Direktur Reserse Kriminal Khusus (Dirkrimsus) Polda Metro Jaya Kombes Iwan Kurniawan. Medcom.id/Siti Yona Hukmana.
Direktur Reserse Kriminal Khusus (Dirkrimsus) Polda Metro Jaya Kombes Iwan Kurniawan.
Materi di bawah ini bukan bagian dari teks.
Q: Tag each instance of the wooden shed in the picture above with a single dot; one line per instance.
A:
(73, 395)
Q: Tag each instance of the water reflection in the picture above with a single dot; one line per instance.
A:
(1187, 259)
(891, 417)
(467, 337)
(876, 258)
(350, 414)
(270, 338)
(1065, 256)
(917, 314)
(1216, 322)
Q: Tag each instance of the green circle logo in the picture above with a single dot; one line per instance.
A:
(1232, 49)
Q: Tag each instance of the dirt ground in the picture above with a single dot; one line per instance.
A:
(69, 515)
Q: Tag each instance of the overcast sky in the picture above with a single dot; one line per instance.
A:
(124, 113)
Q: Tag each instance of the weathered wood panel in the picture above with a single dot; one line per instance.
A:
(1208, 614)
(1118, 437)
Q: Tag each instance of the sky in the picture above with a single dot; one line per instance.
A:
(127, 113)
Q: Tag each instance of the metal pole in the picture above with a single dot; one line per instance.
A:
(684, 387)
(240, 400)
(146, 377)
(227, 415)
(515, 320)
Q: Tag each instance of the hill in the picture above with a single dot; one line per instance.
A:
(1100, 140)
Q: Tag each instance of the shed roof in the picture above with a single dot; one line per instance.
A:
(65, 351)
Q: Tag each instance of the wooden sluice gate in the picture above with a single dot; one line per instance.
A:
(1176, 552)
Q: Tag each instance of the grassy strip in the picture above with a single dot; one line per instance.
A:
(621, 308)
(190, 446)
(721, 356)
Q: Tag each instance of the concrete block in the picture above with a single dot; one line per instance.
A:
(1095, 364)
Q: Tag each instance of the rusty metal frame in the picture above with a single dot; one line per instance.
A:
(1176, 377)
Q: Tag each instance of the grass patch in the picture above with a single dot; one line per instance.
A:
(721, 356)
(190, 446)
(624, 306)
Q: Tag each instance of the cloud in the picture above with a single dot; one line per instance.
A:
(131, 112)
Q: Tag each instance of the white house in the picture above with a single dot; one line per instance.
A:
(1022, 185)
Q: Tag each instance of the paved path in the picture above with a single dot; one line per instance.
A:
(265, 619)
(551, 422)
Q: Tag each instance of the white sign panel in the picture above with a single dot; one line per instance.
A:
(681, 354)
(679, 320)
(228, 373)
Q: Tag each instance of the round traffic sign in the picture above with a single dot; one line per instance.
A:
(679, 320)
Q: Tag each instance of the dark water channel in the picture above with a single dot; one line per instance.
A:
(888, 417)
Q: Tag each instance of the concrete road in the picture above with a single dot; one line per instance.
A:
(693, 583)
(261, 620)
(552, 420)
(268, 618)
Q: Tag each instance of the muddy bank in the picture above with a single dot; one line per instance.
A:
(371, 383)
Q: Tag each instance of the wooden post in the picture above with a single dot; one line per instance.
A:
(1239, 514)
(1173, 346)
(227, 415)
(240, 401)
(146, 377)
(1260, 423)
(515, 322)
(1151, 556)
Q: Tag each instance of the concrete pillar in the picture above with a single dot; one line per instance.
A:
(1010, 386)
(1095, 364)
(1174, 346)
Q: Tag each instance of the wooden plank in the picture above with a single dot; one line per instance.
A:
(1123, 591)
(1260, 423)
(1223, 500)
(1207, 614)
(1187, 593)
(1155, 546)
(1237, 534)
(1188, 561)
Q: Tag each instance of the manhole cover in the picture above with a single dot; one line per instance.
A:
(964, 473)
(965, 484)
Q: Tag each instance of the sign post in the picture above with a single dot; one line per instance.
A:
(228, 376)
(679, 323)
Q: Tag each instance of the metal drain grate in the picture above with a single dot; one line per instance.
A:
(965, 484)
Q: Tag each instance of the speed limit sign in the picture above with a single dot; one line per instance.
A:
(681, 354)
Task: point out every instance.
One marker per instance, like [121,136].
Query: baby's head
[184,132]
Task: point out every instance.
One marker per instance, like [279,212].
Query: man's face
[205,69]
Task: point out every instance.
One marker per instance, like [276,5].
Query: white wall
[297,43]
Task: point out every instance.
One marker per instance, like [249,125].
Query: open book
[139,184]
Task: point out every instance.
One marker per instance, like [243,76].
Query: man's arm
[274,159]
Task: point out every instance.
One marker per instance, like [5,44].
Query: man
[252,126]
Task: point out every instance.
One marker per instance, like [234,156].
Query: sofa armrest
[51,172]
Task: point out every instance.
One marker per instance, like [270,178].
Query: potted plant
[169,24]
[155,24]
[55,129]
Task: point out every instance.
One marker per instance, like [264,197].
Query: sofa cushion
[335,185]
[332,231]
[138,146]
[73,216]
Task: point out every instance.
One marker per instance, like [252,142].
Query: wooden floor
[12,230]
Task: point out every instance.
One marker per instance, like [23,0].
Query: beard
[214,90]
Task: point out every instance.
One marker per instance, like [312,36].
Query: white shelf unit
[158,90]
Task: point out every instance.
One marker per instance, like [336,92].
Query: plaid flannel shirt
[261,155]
Medcom.id/Siti Yona Hukmana.

Kronologi Penipuan Terhadap Dirut Tempo

Nasional penipuan
Siti Yona Hukmana • 12 Juli 2019 15:40
Jakarta: Direktur Reserse Kriminal Khusus (Dirkrimsus) Polda Metro Jaya Kombes Iwan Kurniawan mengungkapkan kronologi penipuan yang menimpa Direktur Utama (Dirut) PT Tempo Inti Media Toriq Hadad, 52. Penipuan itu terjadi pada Senin, 1 Juli 2019, sekitar pukul 14.15 WIB.
 
Toriq berada di Kantor Majalan Tempo, Jalan Palmerah Barat, Jakarta Barat, saat peristiwa itu terjadi. Ia mendapatkan pesan melalui aplikasi WhatsApp dari nomor +6287889992789.
 
"(Sebelumnya) korban (telah) simpan nomor itu dengan nama Dodon 2. Pelaku mengaku sebagai teman semasa kuliah yang bernama Dodon," kata Iwan saat dikonfirmasi di Jakarta, Jumat, 12 Juli 2019.

Bagaimana tanggapan anda mengenai artikel ini?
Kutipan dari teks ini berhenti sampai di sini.